Lucens – Switzerland’s first experimental nuclear station – opened in 1962. The plant, which was built in an underground cavern, produced electricity for the first time on January 29, 1968.
The aim of the project was not simply to provide energy, but to allow the country to develop a reactor bearing the “Made in Switzerland” label and to experiment with nuclear energy.
A generation of engineers, physicians, chemists and technicians helped to fine-tune operations in Lucens.
Nuclear energy
Switzerland established itself as a major developer of nuclear energy once the first commercial plants were opened in Beznau in 1969 and in Mühleberg in 1971.
But disaster struck the reactor on January 21, 1969. A pressure tube burst, creating a power surge, and the reactor malfunctioned. Some radioactive gas escaped from the cavern and the reactor had to be shut down.
The government ordered an inquiry into the incident and a report was eventually published ten years later.
The inquiry by the Swiss Association for Atomic Energy found there had been no major negligence on the part of the plant’s managers.
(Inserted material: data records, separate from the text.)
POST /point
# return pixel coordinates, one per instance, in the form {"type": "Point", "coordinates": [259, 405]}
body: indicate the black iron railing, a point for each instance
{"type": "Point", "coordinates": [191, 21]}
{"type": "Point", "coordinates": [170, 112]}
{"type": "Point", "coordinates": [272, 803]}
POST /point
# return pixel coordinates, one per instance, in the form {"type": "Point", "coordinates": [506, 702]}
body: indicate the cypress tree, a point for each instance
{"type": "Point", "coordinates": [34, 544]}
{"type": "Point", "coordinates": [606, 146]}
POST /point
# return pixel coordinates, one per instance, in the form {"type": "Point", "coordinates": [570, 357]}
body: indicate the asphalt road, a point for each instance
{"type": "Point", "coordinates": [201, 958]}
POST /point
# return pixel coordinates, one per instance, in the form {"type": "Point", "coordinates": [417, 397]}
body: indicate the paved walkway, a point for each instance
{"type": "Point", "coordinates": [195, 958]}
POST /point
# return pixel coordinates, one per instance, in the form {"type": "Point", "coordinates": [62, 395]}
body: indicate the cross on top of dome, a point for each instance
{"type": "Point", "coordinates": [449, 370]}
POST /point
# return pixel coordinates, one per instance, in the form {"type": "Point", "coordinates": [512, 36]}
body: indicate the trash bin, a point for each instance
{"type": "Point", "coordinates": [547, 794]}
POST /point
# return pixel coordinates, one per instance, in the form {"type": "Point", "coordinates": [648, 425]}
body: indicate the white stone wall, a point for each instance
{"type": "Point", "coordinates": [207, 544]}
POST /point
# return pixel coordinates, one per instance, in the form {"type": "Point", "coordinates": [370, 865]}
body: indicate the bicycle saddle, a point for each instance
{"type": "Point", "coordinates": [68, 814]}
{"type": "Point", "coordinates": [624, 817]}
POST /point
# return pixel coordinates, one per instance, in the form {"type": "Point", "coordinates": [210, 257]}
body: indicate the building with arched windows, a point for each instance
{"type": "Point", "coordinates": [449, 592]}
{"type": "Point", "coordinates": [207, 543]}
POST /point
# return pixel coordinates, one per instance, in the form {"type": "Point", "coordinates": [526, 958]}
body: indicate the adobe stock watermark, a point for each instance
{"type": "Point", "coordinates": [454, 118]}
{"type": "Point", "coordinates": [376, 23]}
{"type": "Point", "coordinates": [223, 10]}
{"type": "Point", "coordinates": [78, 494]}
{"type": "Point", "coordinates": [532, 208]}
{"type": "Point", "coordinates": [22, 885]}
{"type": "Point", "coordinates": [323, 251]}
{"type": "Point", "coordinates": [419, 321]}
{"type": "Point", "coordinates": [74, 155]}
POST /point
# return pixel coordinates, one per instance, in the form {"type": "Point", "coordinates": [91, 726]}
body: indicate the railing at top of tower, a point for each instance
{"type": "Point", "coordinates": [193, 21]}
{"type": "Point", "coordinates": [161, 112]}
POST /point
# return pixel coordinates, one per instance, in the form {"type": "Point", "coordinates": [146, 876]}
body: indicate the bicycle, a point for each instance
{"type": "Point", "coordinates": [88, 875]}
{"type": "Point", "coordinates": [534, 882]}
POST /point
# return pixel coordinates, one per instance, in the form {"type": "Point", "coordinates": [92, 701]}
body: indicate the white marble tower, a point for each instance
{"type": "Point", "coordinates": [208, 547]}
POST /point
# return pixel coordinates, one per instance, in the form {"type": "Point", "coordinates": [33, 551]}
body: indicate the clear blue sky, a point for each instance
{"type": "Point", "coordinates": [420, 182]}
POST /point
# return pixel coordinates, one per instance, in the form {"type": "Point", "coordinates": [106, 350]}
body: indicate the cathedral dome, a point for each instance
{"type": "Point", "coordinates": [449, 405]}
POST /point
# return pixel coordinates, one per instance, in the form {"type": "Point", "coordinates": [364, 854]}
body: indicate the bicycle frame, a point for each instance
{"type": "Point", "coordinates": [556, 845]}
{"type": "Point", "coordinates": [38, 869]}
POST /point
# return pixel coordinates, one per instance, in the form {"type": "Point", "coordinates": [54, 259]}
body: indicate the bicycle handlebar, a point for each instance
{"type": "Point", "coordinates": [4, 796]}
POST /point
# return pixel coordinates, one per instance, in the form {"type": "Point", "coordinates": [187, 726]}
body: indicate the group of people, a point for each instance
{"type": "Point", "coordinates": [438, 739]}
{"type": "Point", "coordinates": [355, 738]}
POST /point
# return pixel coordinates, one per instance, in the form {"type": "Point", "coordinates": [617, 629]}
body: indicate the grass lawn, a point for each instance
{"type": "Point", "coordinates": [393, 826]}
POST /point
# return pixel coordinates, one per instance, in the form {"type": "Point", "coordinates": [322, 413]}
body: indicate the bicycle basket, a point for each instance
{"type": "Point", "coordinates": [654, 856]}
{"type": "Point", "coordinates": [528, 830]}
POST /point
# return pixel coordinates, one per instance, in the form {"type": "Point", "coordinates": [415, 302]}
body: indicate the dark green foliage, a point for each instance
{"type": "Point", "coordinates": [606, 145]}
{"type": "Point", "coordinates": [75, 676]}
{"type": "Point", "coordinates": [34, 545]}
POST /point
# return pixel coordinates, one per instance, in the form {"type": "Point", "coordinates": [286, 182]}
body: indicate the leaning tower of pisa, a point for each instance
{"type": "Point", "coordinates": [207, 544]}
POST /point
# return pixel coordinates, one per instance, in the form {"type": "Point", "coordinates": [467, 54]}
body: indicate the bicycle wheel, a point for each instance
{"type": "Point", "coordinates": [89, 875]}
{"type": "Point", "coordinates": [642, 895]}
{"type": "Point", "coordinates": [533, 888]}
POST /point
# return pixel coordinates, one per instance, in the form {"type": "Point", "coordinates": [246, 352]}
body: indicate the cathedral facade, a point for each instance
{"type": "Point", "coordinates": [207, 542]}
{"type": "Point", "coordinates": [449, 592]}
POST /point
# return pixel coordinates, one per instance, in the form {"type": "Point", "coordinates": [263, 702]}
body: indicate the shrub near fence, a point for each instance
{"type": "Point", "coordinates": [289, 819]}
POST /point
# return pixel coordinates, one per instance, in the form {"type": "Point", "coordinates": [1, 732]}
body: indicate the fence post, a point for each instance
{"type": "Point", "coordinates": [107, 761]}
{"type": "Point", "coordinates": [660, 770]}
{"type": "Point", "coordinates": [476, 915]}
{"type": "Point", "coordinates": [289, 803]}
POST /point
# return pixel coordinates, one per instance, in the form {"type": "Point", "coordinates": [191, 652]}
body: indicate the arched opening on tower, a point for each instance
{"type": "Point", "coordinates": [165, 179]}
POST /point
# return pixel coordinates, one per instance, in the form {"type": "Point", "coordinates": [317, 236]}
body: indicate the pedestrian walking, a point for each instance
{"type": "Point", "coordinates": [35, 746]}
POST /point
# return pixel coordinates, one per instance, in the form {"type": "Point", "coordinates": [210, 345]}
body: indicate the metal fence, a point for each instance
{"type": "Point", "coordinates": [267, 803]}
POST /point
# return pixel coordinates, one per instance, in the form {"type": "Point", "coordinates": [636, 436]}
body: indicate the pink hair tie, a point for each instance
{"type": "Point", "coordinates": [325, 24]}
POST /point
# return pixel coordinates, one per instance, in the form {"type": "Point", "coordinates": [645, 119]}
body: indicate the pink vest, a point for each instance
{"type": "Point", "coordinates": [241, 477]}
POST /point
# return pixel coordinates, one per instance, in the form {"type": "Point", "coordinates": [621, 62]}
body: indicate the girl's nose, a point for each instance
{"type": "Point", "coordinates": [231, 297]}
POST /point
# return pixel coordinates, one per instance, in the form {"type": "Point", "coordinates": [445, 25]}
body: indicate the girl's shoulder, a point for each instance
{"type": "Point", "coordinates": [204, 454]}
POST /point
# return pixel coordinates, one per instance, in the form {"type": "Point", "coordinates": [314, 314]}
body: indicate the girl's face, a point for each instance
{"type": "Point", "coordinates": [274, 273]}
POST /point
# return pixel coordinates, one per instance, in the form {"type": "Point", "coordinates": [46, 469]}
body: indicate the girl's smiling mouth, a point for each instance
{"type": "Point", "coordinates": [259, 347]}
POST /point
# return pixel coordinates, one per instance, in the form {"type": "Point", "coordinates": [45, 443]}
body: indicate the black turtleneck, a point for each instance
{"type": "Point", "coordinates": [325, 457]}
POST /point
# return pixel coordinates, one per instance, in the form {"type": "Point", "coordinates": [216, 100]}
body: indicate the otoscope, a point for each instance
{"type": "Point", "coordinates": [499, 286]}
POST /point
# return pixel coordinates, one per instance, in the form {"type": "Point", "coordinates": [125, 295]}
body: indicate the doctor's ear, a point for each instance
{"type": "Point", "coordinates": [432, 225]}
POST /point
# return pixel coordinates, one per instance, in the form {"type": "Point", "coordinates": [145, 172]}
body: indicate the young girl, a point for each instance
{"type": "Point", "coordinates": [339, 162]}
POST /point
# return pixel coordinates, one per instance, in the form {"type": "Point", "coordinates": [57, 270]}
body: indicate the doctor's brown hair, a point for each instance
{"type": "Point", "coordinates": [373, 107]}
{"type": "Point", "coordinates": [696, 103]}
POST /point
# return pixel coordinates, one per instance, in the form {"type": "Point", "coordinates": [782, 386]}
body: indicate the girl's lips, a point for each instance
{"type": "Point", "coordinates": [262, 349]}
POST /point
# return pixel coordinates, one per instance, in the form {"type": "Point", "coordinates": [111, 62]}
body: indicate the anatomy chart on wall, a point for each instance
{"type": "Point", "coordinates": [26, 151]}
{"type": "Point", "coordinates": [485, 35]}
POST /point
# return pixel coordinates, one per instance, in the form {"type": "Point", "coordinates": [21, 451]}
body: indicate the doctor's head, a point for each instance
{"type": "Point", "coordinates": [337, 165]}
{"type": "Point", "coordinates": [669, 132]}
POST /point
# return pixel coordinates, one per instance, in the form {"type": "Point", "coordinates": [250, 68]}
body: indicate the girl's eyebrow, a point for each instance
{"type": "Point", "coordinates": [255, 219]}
It blamed the blast on a corroded pressure tube, which had been caused by humidity.
Security systems
The inquiry team said security systems had functioned as planned and neither the “staff nor the environment were exposed to dangerous levels of radiation”.
The plant’s cavern was partially filled with concrete in 1992.
Canton Vaud will shortly take over ownership of the property and will use the space to store cultural and archaeological goods.
In May the Swiss were asked to vote on the future of their nuclear industry.
They rejected one initiative to extend the existing moratorium on building new nuclear plants and another to close down the industry altogether.
There have been six different anti-nuclear proposals since 1979. Only one proved successful – in 1990 – which introduced a ten-year moratorium on the building of new plants.
swissinfo with agencies
Switzerland began its experiment with nuclear energy in 1957.
On April 30 that year, scientists succeeded in triggering an atomic reaction in the research reactor “Saphir” in Würenlingen, canton Aargau.
Switzerland then constructed its first nuclear plant in Lucens, canton Vaud, in 1962.
But it was forced to stop operations following an accident in 1969.
A second station, Beznau, was opened in 1969 and there are now five plants in operation across the country.
Forty per cent of Swiss energy is generated in its nuclear plants.
The Swiss have voted six times since 1979 on initiatives opposed to atomic energy, the last time in May 2003.